Aussi la Cour conclut-elle que les autorités sont restées en défaut de mener une enquête pénale effective au sujet des circonstances de la disparition de Kourbika Zinabdiyeva et d’Aminat Dougaïeva. Il y a donc eu, à cet égard également, violation de l’article 2.
Article 3
La Cour relève que les requérantes sont des proches parentes des deux disparues. Depuis des années elles sont sans nouvelles des intéressées. Elles se sont adressées à divers organes officiels, tant en personne que par écrit, mais elles n’ont jamais reçu la moindre explication ou information plausible sur ce qui était arrivé à Kurbika et Aminat après leur arrestation. La plupart du temps, les autorités leur répondirent que l’Etat n’était pas responsable de l’enlèvement des intéressées ou se contentèrent de les informer qu’une enquête était en cours.
Le fait que les militaires ligotèrent Roumani Guekhaïeva et la laissèrent allongée sur le sol a également contribué à accentuer la profonde souffrance morale ressentie par l’intéressée.
Aussi la Cour conclut-elle que les requérantes ont souffert et continuent de souffrir de sentiments de détresse et d’angoisse du fait de la disparition de Kurbika et Aminat et de l’incapacité dans laquelle elles se trouvent de découvrir ce qui est advenu des intéressées. La manière dont leurs griefs ont été traités par les autorités russes doit être considérée comme un traitement inhumain au sens de l’article 3.
Article 5
La Cour rappelle que Kourbika Zinabdiyeva et Aminat Dougaïeva ont été arrêtées par des militaires russes le 16 mai 2003 et qu’elles n’ont pas été revues depuis.

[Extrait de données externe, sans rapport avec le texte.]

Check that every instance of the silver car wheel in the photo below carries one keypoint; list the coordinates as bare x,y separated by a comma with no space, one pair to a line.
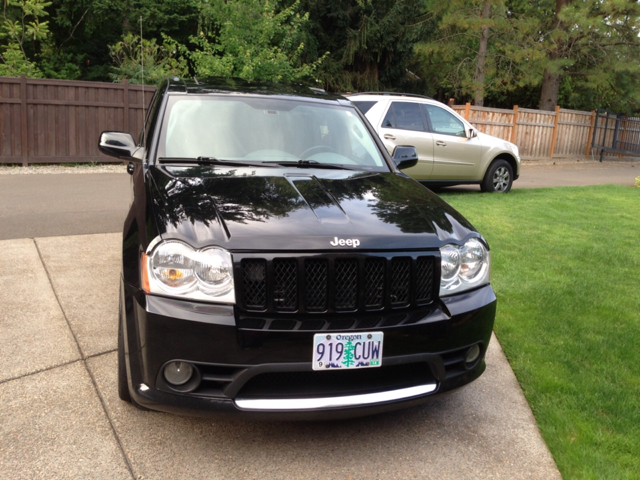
501,179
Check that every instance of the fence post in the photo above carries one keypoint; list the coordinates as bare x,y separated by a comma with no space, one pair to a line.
590,138
24,136
555,132
125,120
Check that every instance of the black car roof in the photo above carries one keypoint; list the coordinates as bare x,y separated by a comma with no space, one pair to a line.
219,85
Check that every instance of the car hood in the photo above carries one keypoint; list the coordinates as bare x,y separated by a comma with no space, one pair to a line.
279,209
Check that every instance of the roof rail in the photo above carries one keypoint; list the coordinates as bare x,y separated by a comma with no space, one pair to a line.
399,94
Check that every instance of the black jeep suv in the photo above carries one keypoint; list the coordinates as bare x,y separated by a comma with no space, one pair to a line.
276,263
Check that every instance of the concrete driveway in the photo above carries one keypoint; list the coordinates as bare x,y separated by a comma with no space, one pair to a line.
60,416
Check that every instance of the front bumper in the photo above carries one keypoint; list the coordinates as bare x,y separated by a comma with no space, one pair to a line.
268,374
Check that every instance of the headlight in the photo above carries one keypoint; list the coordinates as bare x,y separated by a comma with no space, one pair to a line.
176,269
463,267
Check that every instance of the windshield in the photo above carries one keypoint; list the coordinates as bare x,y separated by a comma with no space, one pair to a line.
267,130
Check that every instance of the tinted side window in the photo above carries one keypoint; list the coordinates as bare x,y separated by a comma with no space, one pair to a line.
404,115
443,122
364,107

Leur nom ne figure sur aucun registre de garde à vue et l’on ne trouve dans aucun document officiel la moindre indication concernant le sort qui leur a été réservé. En lui-même, ce fait doit être considéré comme indicateur d’une grave défaillance puisqu’il a permis aux responsables d’un acte de privation de liberté de cacher leur participation à un crime, de couvrir leurs traces et d’échapper à leur responsabilité pour le sort de personnes détenues.
La Cour considère de surcroît que les autorités auraient dû se montrer attentives à la nécessité d’un examen prompt et approfondi des allégations des requérantes selon lesquelles Kurbika et Aminat avaient été enlevées et arrêtées dans des circonstances de nature à faire craindre pour leur vie. Or il ne fait aucun doute que les autorités sont restées en défaut d’adopter des mesures promptes et effectives pour prémunir les deux jeunes femmes contre le risque de disparition.

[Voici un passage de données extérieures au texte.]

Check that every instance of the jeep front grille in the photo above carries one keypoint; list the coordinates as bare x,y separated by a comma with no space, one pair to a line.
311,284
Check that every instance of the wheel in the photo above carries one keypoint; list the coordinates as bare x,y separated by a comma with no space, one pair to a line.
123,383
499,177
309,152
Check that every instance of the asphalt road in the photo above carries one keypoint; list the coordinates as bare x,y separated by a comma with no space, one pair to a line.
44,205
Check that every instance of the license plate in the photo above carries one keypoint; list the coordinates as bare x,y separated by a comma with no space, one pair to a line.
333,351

En conséquence, la Cour estime que Kourbika Zinabdiyeva et Aminat Dougaïeva ont fait l’objet d’une détention non reconnue, dépourvue des garanties inscrites à l’article 5. Elle conclut donc à une violation particulièrement grave de l’article 5.
Article 13
Les requérantes auraient dû pouvoir compter sur la réalisation d’une enquête approfondie et effective propre à mener à l’identification et au châtiment des responsables du décès de leurs proches et à l’octroi d’une indemnité.
Dans la mesure où l’enquête pénale menée au sujet des disparitions litigieuses s’est révélée ineffective, emportant ainsi ineffectivité de tous autres recours qui pouvaient exister, force est à la Cour de constater que l’Etat a manqué à ses obligations découlant de l’article 13 combiné avec l’article 2.
Aucune question distincte ne se pose sur le terrain de l’article 13 combiné avec les articles 3 et 5.